Para as pioneiras que abriram o caminho, como a Almirante Dalva, acompanhar as etapas dessa trajetória, tem sido emocionante. ‘‘É com grande alegria e a sensação de dever cumprido que me congratulo com as mulheres da nossa família marinheira. A responsabilidade das pioneiras foi vigorosamente exercida. E a todas as guerreiras que demonstraram e vem demonstrando sua capacidade de enfrentar as batalhas do dia a dia, os meus parabéns”, externou.

A Almirante (Médica) Dalva ainda possui outro grande orgulho na MB: sua filha, a Capitão de Corveta (Quadro Técnico) Luciana Carvalho Mendes é a primeira Oficial do sexo feminino a integrar a Força-Tarefa Antipirataria Combined Task Force 151 (CTF-151), onde exerce a função de consultora jurídica, nesta que é parte da maior coalizão naval do mundo, com foco na repressão à pirataria no Mar Vermelho, Golfo de Aden e Mar Arábico.

‘‘Sempre me inspirei na minha mãe, na paixão dela pelo trabalho, por todo seu esforço e dedicação. E esse foi o exemplo que ela nos passou dentro de casa, que certamente influenciou nas minhas escolhas profissionais. A linda trajetória dela na MB e ver que, como fruto deste trabalho, foi possível alcançar papéis de destaque, me fez buscar por este crescimento na carreira e acreditar na possibilidade de participar de qualquer missão, especialmente, as mais desafiadoras‘‘, ressaltou a Capitão de Corveta (Quadro Técnico) Luciana.

A Capitão de Corveta (Quadro Técnico) Josiane Souza de Carvalho Brito também é uma pioneira. Ela é uma das 307 mulheres, que fizeram parte da primeira turma de Praças que ingressou na MB, em abril de 1981. Ela é uma das autoras do livro ‘‘307 Sonhos: Mulheres Militares Pioneiras das Forças Armadas – Praças da Marinha do Brasil“, lançado em maio deste ano.

‘‘É uma honra pertencer à Primeira Turma de Mulheres Militares da Marinha e constatar que com capacidade e resiliência conseguimos superar os desafios desse pioneirismo, inspirando o ingresso das futuras turmas.
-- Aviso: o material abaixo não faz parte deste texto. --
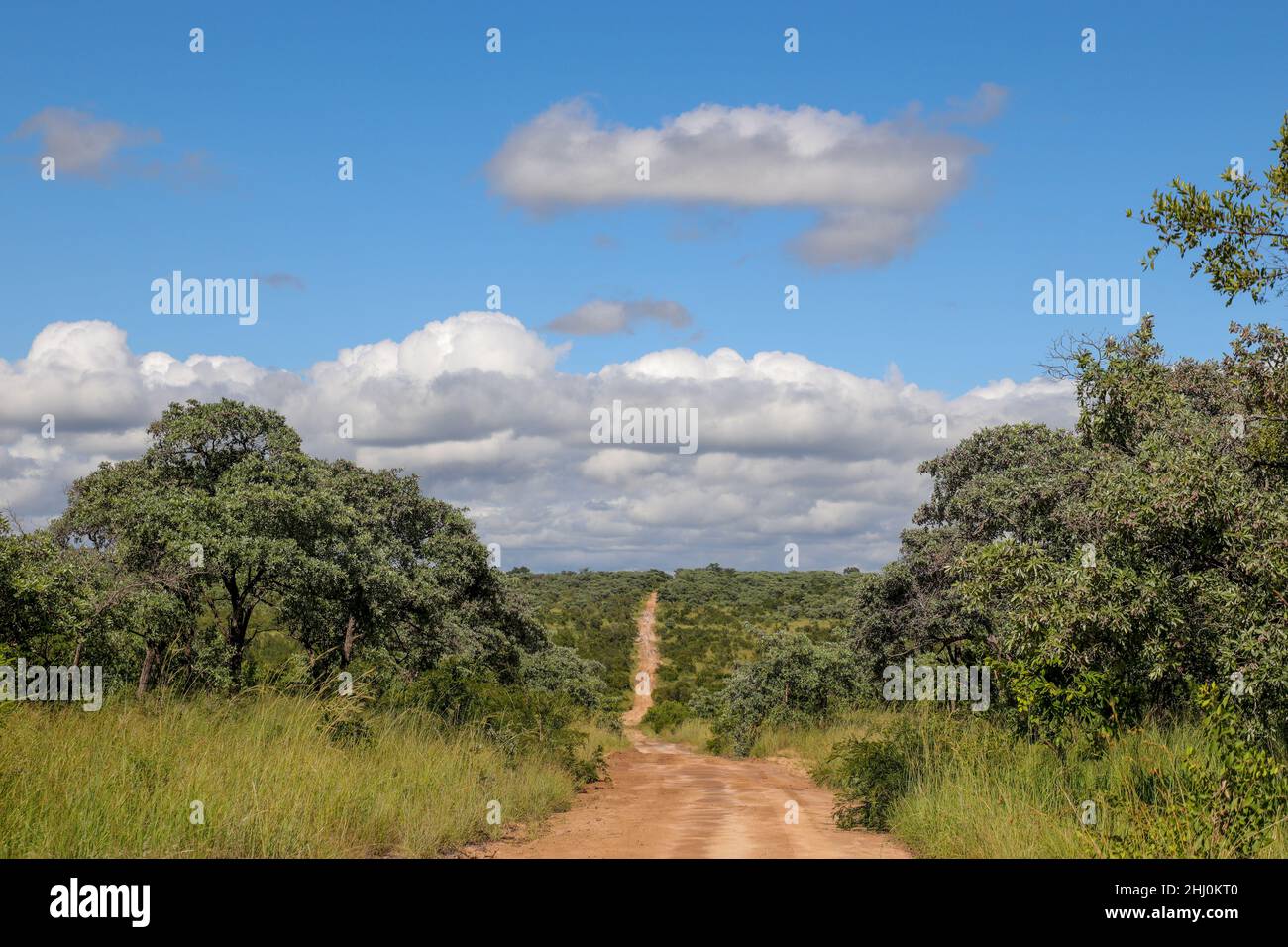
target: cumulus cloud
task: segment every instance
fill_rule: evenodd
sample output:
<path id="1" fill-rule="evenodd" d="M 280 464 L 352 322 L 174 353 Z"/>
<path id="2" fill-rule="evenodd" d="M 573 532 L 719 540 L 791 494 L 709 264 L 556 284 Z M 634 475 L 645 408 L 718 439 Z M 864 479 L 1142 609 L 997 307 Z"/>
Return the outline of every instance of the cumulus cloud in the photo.
<path id="1" fill-rule="evenodd" d="M 265 286 L 272 286 L 274 290 L 299 290 L 304 292 L 308 289 L 304 281 L 294 273 L 256 273 L 255 278 Z"/>
<path id="2" fill-rule="evenodd" d="M 791 249 L 819 267 L 875 267 L 909 250 L 961 188 L 983 146 L 952 125 L 992 119 L 1005 91 L 985 84 L 930 119 L 810 106 L 703 104 L 658 126 L 601 122 L 582 100 L 515 129 L 492 157 L 496 193 L 537 214 L 627 202 L 797 207 L 818 220 Z M 639 180 L 639 158 L 649 178 Z M 948 161 L 947 180 L 931 175 Z"/>
<path id="3" fill-rule="evenodd" d="M 419 473 L 428 493 L 470 509 L 506 567 L 779 568 L 784 542 L 806 568 L 875 567 L 929 491 L 922 459 L 980 426 L 1074 417 L 1069 387 L 1045 378 L 951 398 L 790 352 L 675 348 L 574 375 L 558 368 L 563 350 L 514 317 L 466 312 L 296 374 L 137 353 L 109 322 L 55 322 L 26 357 L 0 359 L 0 508 L 39 524 L 72 479 L 142 452 L 170 402 L 231 397 L 282 411 L 319 456 Z M 594 443 L 591 411 L 614 401 L 694 408 L 697 451 Z M 933 435 L 938 414 L 947 441 Z"/>
<path id="4" fill-rule="evenodd" d="M 689 311 L 668 299 L 592 299 L 554 320 L 546 329 L 565 335 L 612 335 L 630 332 L 635 323 L 647 320 L 672 329 L 693 323 Z"/>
Quebramos barreiras e paradigmas, trazendo representatividade e responsabilidade. Hoje as mulheres estão em todos os lugares dentro das Forças Armadas”, observou.

Ao longo de todas essas décadas, as mulheres militares conquistaram posições importantes na MB, em cargos de direção, comando, comissões no exterior, ascendendo ao Posto de Oficial-General, e sendo egressas da Escola Naval, das Escolas de Aprendizes de Marinheiros e mais, recentemente, como Fuzileiros Navais.

Diante de tantas histórias de sucesso, a Almirante (Médica) Maria Cecília acredita no exemplo como motivação para que mais mulheres busquem a carreira militar.

“Sinto-me honrada por ser fonte de inspiração para quem, assim como eu, busca alcançar o sucesso pelos seus esforços. É um orgulho e um privilégio ser uma Oficial-General da Marinha do Brasil, que considerou o merecimento como forma de reconhecimento aos esforços que fiz ao longo da minha carreira”, afirmou.